Dans notre monde, je ne me rend jamais compte de ma joie au moment où je la vis. Souvent parce que je la partage : avec un ami, avec la nature… le bonheur est invisible et nous comprenons notre joie lorsqu’elle arrive à son terme. Ainsi, est-elle perpétuel- lement liée à une forme de mélancolie qui non seulement compense sa disparition mais surtout la révèle. La tristesse façonne évidemment la joie et inversement. De fait la vie ne m’offre que la possibilité de repenser à la joie dont je ne m’étais pas aperçu, en attendant le souvenir de nouveaux moments qui viendront remplacer les anciens.

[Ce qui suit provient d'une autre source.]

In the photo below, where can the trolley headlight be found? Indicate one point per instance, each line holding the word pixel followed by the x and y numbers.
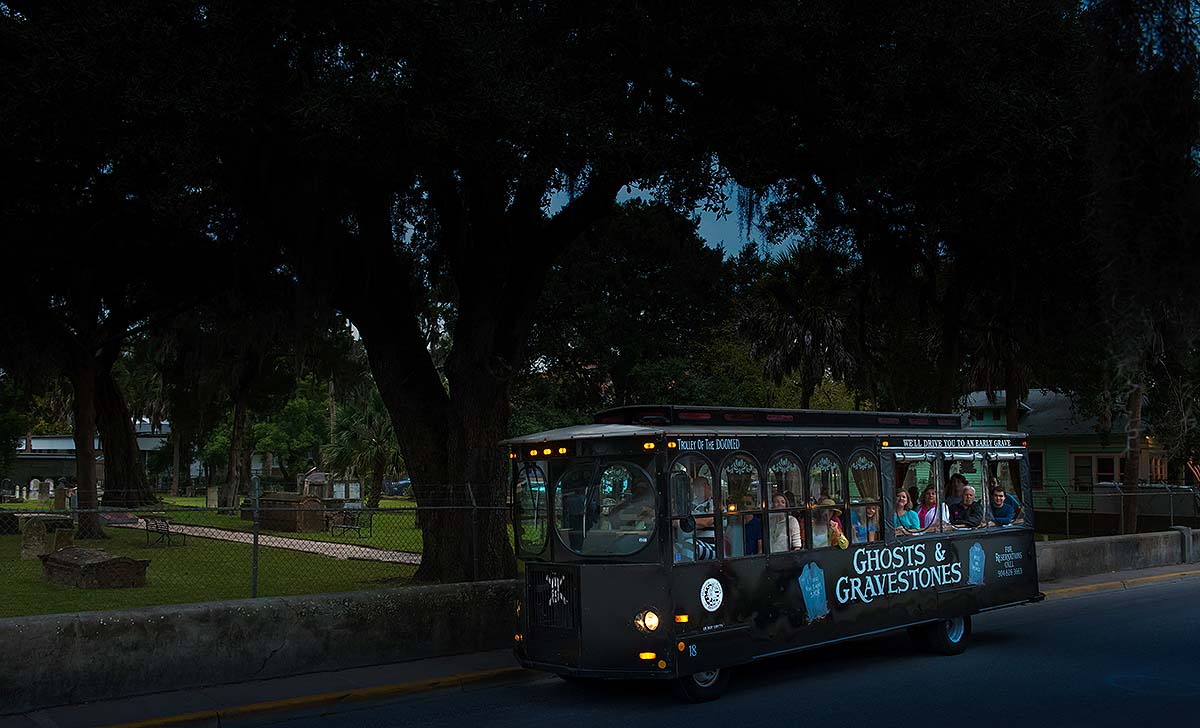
pixel 647 620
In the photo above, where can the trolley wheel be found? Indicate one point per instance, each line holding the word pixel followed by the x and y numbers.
pixel 945 636
pixel 702 687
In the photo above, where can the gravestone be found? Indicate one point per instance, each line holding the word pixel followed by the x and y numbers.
pixel 35 540
pixel 64 539
pixel 94 569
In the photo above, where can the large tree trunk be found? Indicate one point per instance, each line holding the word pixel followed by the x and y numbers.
pixel 125 483
pixel 234 475
pixel 83 381
pixel 174 464
pixel 377 471
pixel 1133 462
pixel 1013 395
pixel 949 355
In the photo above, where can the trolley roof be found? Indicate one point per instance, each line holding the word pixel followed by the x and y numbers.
pixel 921 439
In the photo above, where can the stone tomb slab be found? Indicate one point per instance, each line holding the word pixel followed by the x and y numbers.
pixel 94 569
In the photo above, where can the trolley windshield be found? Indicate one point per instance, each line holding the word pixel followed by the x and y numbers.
pixel 599 506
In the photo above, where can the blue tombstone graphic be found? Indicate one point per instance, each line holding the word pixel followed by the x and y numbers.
pixel 975 569
pixel 813 588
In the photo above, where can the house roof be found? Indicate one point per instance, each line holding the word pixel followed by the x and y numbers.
pixel 1047 413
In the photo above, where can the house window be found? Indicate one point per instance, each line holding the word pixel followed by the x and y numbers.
pixel 1037 469
pixel 1081 475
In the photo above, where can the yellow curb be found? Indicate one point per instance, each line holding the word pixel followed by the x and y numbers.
pixel 1120 583
pixel 363 693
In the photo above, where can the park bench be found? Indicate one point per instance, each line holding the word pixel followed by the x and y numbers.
pixel 160 528
pixel 352 519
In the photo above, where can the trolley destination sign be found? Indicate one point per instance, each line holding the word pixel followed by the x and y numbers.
pixel 951 443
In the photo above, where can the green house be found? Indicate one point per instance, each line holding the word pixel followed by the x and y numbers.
pixel 1073 461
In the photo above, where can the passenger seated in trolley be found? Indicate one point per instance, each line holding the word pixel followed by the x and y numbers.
pixel 1005 509
pixel 967 513
pixel 954 489
pixel 786 533
pixel 929 513
pixel 635 510
pixel 868 530
pixel 905 518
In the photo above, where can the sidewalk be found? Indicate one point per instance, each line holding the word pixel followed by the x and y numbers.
pixel 208 705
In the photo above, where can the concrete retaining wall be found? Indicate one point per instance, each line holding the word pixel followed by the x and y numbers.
pixel 67 659
pixel 1087 557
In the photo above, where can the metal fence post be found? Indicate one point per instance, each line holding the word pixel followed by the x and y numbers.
pixel 253 555
pixel 1066 500
pixel 1170 499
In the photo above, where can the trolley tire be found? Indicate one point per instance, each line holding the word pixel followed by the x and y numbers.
pixel 702 686
pixel 945 636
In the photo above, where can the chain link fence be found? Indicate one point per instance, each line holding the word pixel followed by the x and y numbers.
pixel 181 552
pixel 1099 509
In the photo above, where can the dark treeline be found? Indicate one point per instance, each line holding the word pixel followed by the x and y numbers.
pixel 201 198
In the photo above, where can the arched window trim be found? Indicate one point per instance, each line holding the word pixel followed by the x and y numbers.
pixel 879 473
pixel 841 474
pixel 720 473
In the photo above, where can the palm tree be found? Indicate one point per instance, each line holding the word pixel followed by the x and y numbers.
pixel 796 320
pixel 364 444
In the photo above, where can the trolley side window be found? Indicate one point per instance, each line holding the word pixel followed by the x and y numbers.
pixel 693 509
pixel 826 497
pixel 864 498
pixel 742 499
pixel 605 509
pixel 532 505
pixel 785 521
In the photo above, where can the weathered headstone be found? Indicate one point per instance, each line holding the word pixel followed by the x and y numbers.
pixel 34 540
pixel 94 569
pixel 64 539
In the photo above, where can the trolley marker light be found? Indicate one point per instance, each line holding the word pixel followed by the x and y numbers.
pixel 647 620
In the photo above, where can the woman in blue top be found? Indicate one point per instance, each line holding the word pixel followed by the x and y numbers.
pixel 905 518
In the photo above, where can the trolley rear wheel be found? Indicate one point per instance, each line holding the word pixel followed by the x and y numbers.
pixel 945 636
pixel 702 687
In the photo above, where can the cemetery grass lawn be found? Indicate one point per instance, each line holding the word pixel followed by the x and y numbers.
pixel 199 571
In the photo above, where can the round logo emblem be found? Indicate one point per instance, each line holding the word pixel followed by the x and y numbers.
pixel 712 595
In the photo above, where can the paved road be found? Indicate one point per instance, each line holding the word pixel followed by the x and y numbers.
pixel 1128 657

Le cinéma n’échappe pas à cela : c’est en repensant le film que je me remémore la joie de l’avoir vu. Et peut-être l’envie de le revoir. Si différence il y a, entre la vie et le cinéma, et la joie que nous pensons y trouver, c’est que les moments de la vie fluctuent, mais pas le film. En effet, nous pourrons voir un film de manière nouvelle à chaque fois que nous le re-regarderons mais celle-ci tiendra toujours à notre ressenti, notre sensibilité, notre perception, et non d’une variation supplémentaire du film qui une fois achevé, ne se modife plus (en théorie).

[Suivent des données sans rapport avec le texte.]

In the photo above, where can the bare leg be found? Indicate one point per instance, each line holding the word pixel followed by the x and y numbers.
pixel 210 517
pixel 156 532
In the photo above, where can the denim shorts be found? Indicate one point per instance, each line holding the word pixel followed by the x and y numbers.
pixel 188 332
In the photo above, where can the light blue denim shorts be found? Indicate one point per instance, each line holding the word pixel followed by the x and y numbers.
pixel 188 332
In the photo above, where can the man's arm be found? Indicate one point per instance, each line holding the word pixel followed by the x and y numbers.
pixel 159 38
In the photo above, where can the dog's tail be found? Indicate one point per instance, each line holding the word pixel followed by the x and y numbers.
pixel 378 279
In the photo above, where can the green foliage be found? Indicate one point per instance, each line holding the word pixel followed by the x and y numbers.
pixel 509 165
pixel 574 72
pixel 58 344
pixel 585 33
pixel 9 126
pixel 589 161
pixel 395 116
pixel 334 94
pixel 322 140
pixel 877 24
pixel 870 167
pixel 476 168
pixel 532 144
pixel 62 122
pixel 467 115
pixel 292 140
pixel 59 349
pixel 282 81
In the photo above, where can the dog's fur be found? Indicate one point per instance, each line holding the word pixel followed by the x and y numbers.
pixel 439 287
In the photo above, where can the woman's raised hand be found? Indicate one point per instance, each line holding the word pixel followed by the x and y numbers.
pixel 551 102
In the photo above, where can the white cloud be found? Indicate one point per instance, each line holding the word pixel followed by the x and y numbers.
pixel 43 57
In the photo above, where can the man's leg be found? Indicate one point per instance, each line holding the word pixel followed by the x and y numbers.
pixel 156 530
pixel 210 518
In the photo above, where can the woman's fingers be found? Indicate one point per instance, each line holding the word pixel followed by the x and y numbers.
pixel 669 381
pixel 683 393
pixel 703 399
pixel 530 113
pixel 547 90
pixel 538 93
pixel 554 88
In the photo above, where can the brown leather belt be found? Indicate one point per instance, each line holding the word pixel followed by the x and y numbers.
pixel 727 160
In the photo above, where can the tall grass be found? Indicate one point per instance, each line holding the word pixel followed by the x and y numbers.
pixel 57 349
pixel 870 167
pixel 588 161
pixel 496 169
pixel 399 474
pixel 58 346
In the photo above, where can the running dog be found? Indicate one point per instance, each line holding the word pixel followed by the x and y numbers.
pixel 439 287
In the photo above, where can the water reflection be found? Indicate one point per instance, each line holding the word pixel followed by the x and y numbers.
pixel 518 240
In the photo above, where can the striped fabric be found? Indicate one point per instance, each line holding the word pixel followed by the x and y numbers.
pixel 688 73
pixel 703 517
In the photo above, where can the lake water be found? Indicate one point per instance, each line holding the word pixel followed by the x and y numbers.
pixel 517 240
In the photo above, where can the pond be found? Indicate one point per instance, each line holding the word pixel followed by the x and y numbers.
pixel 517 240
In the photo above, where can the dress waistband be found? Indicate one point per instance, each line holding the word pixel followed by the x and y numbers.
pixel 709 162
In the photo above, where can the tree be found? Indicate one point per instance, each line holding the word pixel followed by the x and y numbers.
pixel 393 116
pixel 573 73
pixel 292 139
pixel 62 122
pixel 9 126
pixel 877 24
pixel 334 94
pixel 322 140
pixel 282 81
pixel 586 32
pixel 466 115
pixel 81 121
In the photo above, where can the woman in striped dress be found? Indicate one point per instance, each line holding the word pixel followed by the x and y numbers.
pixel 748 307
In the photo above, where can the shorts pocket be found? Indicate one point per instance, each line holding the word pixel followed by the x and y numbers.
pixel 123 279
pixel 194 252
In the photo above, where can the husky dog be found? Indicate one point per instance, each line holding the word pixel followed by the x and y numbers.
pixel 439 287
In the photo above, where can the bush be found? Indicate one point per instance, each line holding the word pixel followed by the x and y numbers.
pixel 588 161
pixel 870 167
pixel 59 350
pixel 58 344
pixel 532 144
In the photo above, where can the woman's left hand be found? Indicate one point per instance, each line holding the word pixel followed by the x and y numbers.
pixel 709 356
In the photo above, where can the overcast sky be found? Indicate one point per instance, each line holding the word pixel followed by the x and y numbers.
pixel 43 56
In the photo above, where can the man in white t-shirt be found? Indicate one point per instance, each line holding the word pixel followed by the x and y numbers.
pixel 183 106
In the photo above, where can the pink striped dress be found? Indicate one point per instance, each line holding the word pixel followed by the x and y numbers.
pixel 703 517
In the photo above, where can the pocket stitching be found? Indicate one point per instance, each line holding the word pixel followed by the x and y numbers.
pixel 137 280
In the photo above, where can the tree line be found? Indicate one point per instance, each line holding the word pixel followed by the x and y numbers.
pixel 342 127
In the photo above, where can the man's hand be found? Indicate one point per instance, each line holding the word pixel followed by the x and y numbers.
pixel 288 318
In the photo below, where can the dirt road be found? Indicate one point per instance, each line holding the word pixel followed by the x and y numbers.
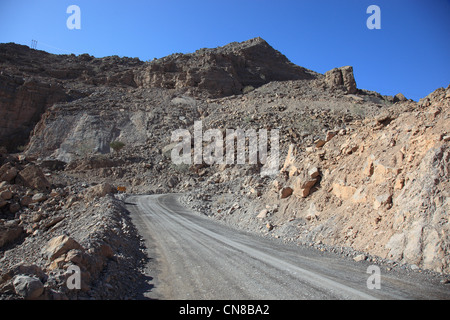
pixel 194 257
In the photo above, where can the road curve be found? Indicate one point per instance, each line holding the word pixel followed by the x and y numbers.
pixel 194 257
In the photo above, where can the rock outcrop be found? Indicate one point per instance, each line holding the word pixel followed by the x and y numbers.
pixel 222 71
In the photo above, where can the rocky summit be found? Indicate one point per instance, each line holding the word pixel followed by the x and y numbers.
pixel 361 174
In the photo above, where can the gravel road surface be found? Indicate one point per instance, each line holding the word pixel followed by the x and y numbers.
pixel 195 257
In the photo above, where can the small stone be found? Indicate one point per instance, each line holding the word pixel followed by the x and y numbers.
pixel 360 257
pixel 6 195
pixel 38 197
pixel 285 192
pixel 262 214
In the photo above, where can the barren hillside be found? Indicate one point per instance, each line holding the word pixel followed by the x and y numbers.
pixel 358 170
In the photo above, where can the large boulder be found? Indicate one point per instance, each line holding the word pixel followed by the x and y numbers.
pixel 33 177
pixel 28 287
pixel 60 245
pixel 9 232
pixel 98 191
pixel 342 78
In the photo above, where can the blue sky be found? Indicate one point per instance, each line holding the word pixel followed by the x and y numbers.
pixel 409 54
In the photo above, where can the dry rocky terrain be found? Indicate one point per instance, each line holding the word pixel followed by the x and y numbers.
pixel 361 173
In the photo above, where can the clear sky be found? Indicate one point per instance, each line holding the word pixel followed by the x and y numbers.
pixel 409 54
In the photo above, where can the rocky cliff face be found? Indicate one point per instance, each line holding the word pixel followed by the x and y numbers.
pixel 222 71
pixel 362 170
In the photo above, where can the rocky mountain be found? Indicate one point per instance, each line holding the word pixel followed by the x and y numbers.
pixel 359 170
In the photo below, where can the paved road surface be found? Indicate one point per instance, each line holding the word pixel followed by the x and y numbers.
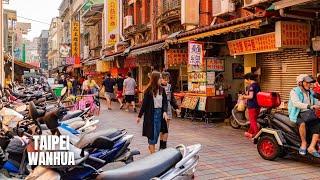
pixel 226 153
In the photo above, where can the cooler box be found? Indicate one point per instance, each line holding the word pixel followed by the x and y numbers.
pixel 268 99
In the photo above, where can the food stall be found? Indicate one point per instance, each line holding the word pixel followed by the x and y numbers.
pixel 202 100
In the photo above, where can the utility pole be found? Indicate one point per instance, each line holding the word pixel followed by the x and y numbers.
pixel 12 54
pixel 1 45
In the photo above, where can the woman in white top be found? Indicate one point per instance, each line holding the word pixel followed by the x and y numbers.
pixel 154 108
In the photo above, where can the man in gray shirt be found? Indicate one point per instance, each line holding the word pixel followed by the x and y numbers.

Quel plaisir a-t-on alors à revoir quelque chose dont nous savons qu’elle n’aura pas changée ? Quelque chose dont nous connaissons le début, et la fin ? C’est peut-être là que se situe la joie du cinéma. Si nous revoyons tel film par volonté, c’est parce que nous avions éprouvé de la joie en le voyant. Nous recherchons à renouveler l’expérience. Ou bien parce que nous savons que nous pourrons éprouver la joie d’y découvrir de nouveaux éléments, jusqu’à là restés invisibles. C’est peut-être cela la joie du cinéma, la révélation infinie et garantie de ce qui le compose. C’est peut-être cela que nous avons inventé avec le cinéma, le moyen poétique de rechercher cette joie qui n’existe qu’en creux de la tristesse, le moyen technique de la fixer, pour pouvoir la restituer, et surtout la diffuser.
Sans doute se pose-t-il aussi désormais, grâce à la possibilité de revivre sa joie au lieu de la ressentir, le problème du statut de l’image rediffusée, de l’image que nous connaissons, et que nous regardons encore, et encore. Un but lors d’une partie de foot- ball, les images catastrophes d’un journal télé, sur le net, des extraits de films devenus anthologiques, pourquoi les revoyons-nous ?
La joie n’existe que parce qu’elle est méconnaissable : ce serait une erreur de vouloir la fixer pour tenter de la revivre. Ce que produit en réalité le cinéma, ce n’est pas l’enregistrement de différentes valeurs afin de les restituer, mais l’interstice de ce qu’on ne comprend justement pas être notre joie. Les collages du cinéma font naître à notre vue ce qui ne s’explique pas, un mystère de l’ordre du ravissement : c’est en fait quand il n’y a plus lieu de chercher à comprendre que la joie s’immisce, entre les plans.